Question

The dissociation constants for acetic acid and $HCN$ at ${25}^{o}C$ are $1.5\times {10}^{-5}$ and $4.5\times {10}^{-10}$ respectively. The equilibrium constant for the following equilibrium would be:

${CN}^{-}+{CH}_{3}COOH\rightleftharpoons HCN+{CH}_{3}CO{O}^{-}$

• A. $3\times {10}^4$
• B. $3\times {10}^5$
• C. $3\times {10}^{-5}$
• D. $3\times {10}^{-4}$

Answer 1

The correct option is A $3\times {10}^4$

The dissociation constants for acetic acid and $HCN$ at ${25}^{o}C$ are $1.5\times {10}^{-5}$ and $4.5\times {10}^{-10}$ respectively.
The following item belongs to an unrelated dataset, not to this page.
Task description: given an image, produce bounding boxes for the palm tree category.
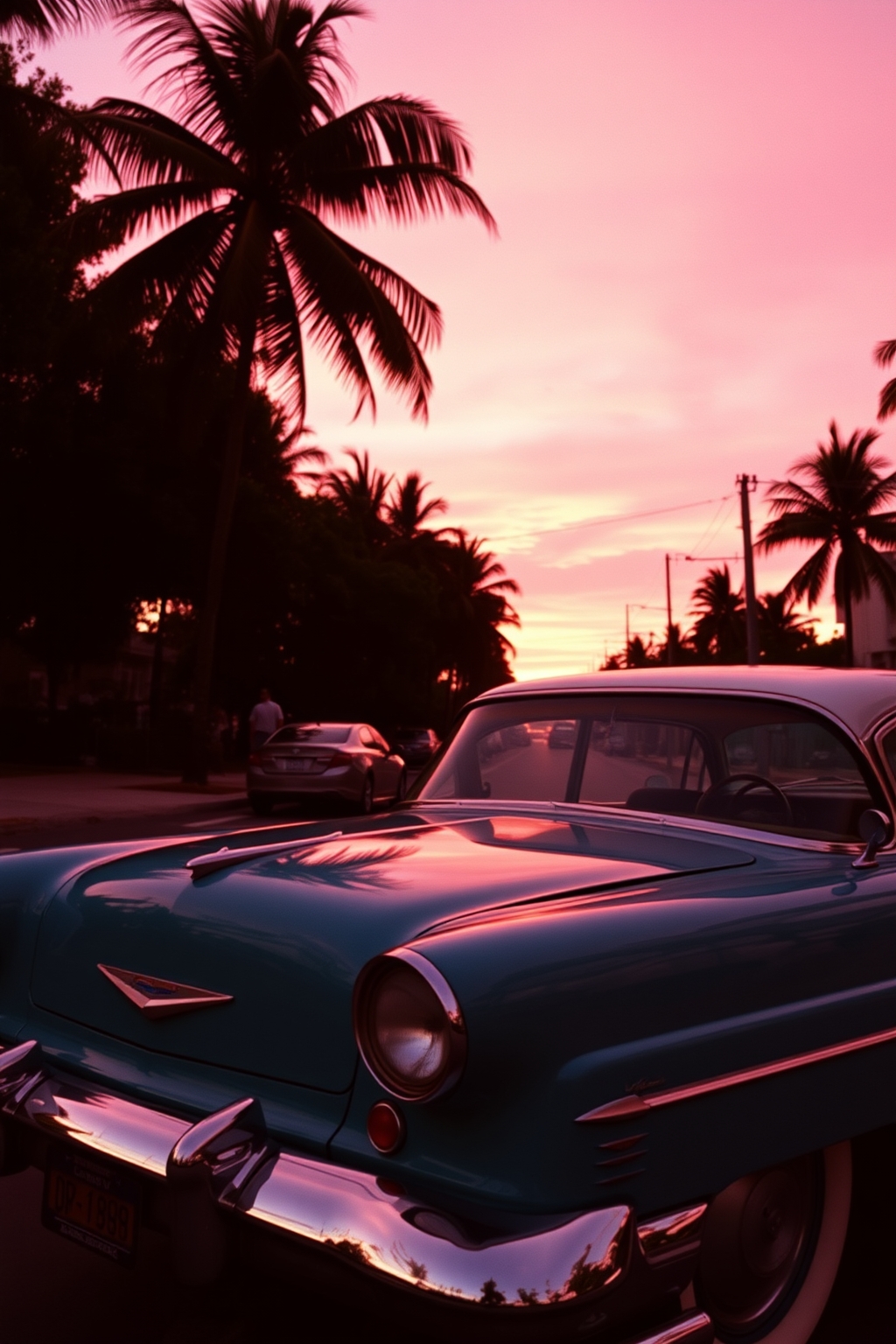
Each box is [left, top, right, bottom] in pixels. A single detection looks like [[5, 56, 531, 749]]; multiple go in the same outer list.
[[690, 564, 747, 662], [442, 528, 520, 722], [77, 0, 494, 778], [386, 472, 447, 542], [318, 447, 392, 546], [0, 0, 108, 42], [874, 340, 896, 419], [756, 421, 896, 667], [756, 592, 816, 662]]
The equilibrium constant for the equilibrium ${CN}^{-}+{CH}_{3}COOH\rightleftharpoons HCN+{CH}_{3}CO{O}^{-}$ would be $3\times {10}^4$.
${CH}_{3}COOH\rightleftharpoons {CH}_{3}CO{O}^{-}+H^{+};K_1=1.5\times {10}^{-5}...\left(i\right)$

$HCN\rightleftharpoons H^{+}+{CN}^{-};K_2=4.5\times {10}^{-10}...\left(ii\right)$

Reverse equation (ii)
$H^{+}+{CN}^{-}\rightleftharpoons HCN;K_3=\frac{1}{K_2}=\frac{1}{4.5\times {10}^{-10}}...\left(iii\right)$

Add equation (i) and (iii) to get $K$
${CN}^{-}+{CH}_{3}COOH\rightleftharpoons HCN+{CH}_{3}CO{O}^{-}$

$K=K_1\times K_3=1.5\times {10}^{-5}\times \frac{1}{4.5\times {10}^{-10}}=3\times {10}^4$.